Web Scraping 10 min read

Handling CAPTCHAs in Selenium, Puppeteer & Playwright

How to integrate CAPTCHA solving into browser automation frameworks — Selenium (Python), Puppeteer (Node.js), and Playwright with practical code examples.

Handling CAPTCHAs in Selenium, Puppeteer & Playwright

Handling CAPTCHAs in Selenium, Puppeteer, and Playwright is one of the most common challenges in browser automation. Whether you’re running end-to-end tests, scraping dynamic websites, or automating form submissions, CAPTCHAs will eventually block your path. The solution is straightforward: detect the CAPTCHA in the browser DOM, extract its parameters, send them to a solver API, and inject the solved token back into the page.

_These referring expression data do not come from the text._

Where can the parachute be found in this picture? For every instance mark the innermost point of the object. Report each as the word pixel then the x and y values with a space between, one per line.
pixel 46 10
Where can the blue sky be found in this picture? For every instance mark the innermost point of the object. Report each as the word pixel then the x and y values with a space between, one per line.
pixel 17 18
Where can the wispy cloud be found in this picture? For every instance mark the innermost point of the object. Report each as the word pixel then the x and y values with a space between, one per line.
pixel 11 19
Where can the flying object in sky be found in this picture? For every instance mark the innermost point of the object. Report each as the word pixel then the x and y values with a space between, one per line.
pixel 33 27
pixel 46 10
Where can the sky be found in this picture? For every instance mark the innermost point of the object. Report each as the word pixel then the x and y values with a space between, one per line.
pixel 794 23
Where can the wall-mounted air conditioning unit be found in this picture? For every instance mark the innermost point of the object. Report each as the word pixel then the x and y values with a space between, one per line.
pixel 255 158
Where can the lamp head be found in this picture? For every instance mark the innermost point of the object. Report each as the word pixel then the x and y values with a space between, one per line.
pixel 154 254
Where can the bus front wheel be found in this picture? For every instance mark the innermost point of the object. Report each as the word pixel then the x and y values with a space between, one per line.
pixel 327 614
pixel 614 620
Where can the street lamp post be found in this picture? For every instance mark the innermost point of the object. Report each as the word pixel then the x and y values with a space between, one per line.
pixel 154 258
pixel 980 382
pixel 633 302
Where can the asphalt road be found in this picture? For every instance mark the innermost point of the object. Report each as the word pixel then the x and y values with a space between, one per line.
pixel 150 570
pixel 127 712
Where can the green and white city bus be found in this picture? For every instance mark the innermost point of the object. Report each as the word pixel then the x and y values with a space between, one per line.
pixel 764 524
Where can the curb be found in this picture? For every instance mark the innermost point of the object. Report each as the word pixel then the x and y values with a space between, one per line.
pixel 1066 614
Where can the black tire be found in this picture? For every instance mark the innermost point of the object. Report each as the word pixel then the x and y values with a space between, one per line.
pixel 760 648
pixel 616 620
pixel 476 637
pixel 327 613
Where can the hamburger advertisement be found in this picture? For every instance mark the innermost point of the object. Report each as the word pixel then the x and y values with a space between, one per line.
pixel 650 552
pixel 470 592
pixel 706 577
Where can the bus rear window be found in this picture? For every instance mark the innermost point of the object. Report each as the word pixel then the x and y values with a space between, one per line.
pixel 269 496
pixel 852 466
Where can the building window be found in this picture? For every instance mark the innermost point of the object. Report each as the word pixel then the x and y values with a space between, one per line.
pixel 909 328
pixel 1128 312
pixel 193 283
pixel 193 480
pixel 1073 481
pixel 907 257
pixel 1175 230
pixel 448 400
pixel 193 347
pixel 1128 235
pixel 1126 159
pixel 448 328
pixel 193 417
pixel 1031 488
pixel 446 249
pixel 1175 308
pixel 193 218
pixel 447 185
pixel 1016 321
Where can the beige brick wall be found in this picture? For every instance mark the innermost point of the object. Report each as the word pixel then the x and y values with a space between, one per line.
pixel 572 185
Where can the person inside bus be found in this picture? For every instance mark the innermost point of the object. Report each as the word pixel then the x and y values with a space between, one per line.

This guide provides working code examples for all three major browser automation frameworks, each integrated with the uCaptcha API. For a broader look at CAPTCHA handling strategies in scraping workflows, see our complete web scraping with CAPTCHA solving guide.

The General Workflow

Regardless of which framework you use, the CAPTCHA-solving workflow follows the same pattern:

  1. Navigate to the target page and wait for it to load.
  2. Detect the CAPTCHA by looking for known DOM elements (g-recaptcha, h-captcha, cf-turnstile).
  3. Extract the site key from the data-sitekey attribute.
  4. Submit the site key and page URL to the uCaptcha API via POST /createTask.
  5. Poll POST /getTaskResult until the solution is ready.
  6. Inject the token into the page by setting the response textarea value and, optionally, calling the CAPTCHA callback function.
  7. Submit the form.

The key difference between frameworks is how you interact with the DOM in steps 2, 3, and 6.

Selenium (Python)

Selenium is the most widely used browser automation tool. Here’s how to solve a reCAPTCHA v2 challenge in a Selenium Python script:

import time
import requests
from selenium import webdriver
from selenium.webdriver.common.by import By
from selenium.webdriver.support.ui import WebDriverWait
from selenium.webdriver.support import expected_conditions as EC

UCAPTCHA_KEY = "your_api_key"
API_URL = "https://api.ucaptcha.net"

def solve_recaptcha(driver, url):
    # Detect reCAPTCHA and extract site key
    element = driver.find_element(By.CLASS_NAME, "g-recaptcha")
    sitekey = element.get_attribute("data-sitekey")

    # Create solve task
    resp = requests.post(f"{API_URL}/createTask", json={
        "clientKey": UCAPTCHA_KEY,
        "task": {
            "type": "RecaptchaV2TaskProxyless",
            "websiteURL": url,
            "websiteKey": sitekey,
        }
    })
    task_id = resp.json()["taskId"]

    # Poll for result
    token = None
    for _ in range(30):
        time.sleep(5)
        result = requests.post(f"{API_URL}/getTaskResult", json={
            "clientKey": UCAPTCHA_KEY,
            "taskId": task_id,
        }).json()
        if result["status"] == "ready":
            token = result["solution"]["gRecaptchaResponse"]
            break
    if not token:
        raise TimeoutError("CAPTCHA solve timed out")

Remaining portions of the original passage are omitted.